Some things have not changed in a long while. In fact many common things we use every day probably are almost identical to their prototypes. Let's look at the wheel, one of the first inventions of humans. The humble bullock cart or Tonga or for that matter the potter's wheel (5000 BC) are pretty much the same as they were a few millennia ago. Even the rubber tyre on your bike or car has not changed since John Dunlop invented the first rubber tyre in the late nineteenth century. Yes, minor changes in materials and better reinforcement (radial tyre) may be seen through the years but that's it.
It was in 1804 that the first locomotive hauled a train over rails in Wales. We have almost similar trains running on almost similar tracks and sleepers running today. Until a few years ago we also had steam locomotives in use in many parts of the world. There has been virtually no change in design and comforts of a train carriage. In India, 150 years after trains were introduced we still use a hole in the floor of a small lavatory to defecate. And people still travel on train roofs! That reminds me you must have noticed High Transmission Cables strung across tall pylons race past you as you travel on railroads or highways. In spite of rapid advancements in materials and this is the way electricity has been transmitted since its invention 150 years. Nor have the plugs, switches, meters and fuses altered much.

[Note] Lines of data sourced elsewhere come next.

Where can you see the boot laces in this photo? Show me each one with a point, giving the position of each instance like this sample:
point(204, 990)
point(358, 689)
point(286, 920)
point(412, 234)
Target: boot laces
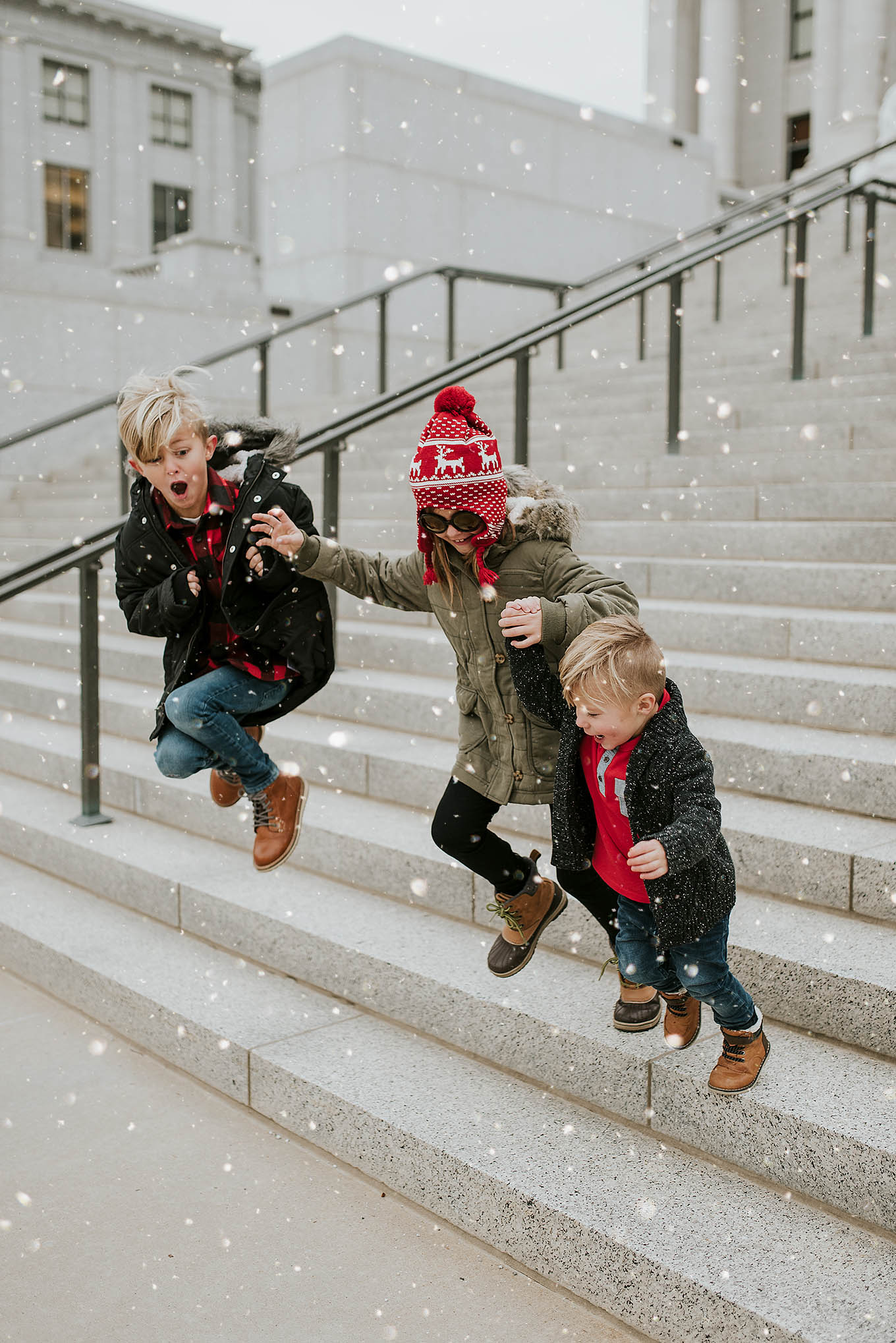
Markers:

We have all seen the neighbourhood dhobi ironing clothes with a rusty coal iron. Clothes have been pressed in such ways for centuries. Even the steam iron is more than 120 years old. Did you realise that the ubiquitous glass bottle has been around in some form or the other since 1500 BC? Dry cleaning of clothes is done almost done a hundred years ago. Kerosene may have given way to Benzene and other newer solvents but the process remains the same. The bespoke tailor even today uses the same tools of trade as his forefathers did centuries ago. So do all other artisans: weavers, metal workers, embroiders, masons, carpenters, butchers and bootleggers.
All this talk of AK-47s and other sophisticated fire arms would imply the basic rifle has disappeared. No sir, the modern, bolt-action rifle and chamber-firing revolver are essentially unchanged from their predecessors, and operate exactly the same way they did for our great grandfathers. In fact, other than the advent of the semi and fully-automatic mechanisms, and vast improvements in sighting (i.e. telescopes), a hunter or a police constable from 100 years ago would have no trouble using a modern rifle (beyond bemoaning their poor quality of manufacture). A sailor would use a boat 100 years ago the same way as a modern yachtsman, except that the rig would be of nylon today.
Let's look around the kitchen and pantry. Baked beans still come in cans and tomato ketchup in a bottle. The bread is baked the way it was 200 years ago. The pressure cooker is the same since 1864. The best pizzas are still baked in wood fired ovens and the best tandoori chicken is made not on a rotisserie but a clay tandoor. You still use frozen peas and vegetables. Bottle openers, knives, cutlery, rockery, pots and pans all go back centuries. As does most of the furniture.
Newspapers are edited, printed and distributed as they were 300 years ago except for changes such as from letterpress to offset and hand painted pages to computer layouts. So, from scissors and locks, thermometers and fountain pens to knitted pullovers, patchwork quilts, leather coats, cotton swabs, antiseptics and aspirin, the past clings on to our present with a reluctant obstinacy.
The last 10 years has seen cataclysmic changes and from wireless telephony to the Internet of Things and it has been one rollercoaster ride. Metamorphosis is a word which sounds alien to digital natives but in a larger cosmic scheme of things nothing much has changed. As Arthur Koestler remarked the human brain has not evolved much from the Neanderthal.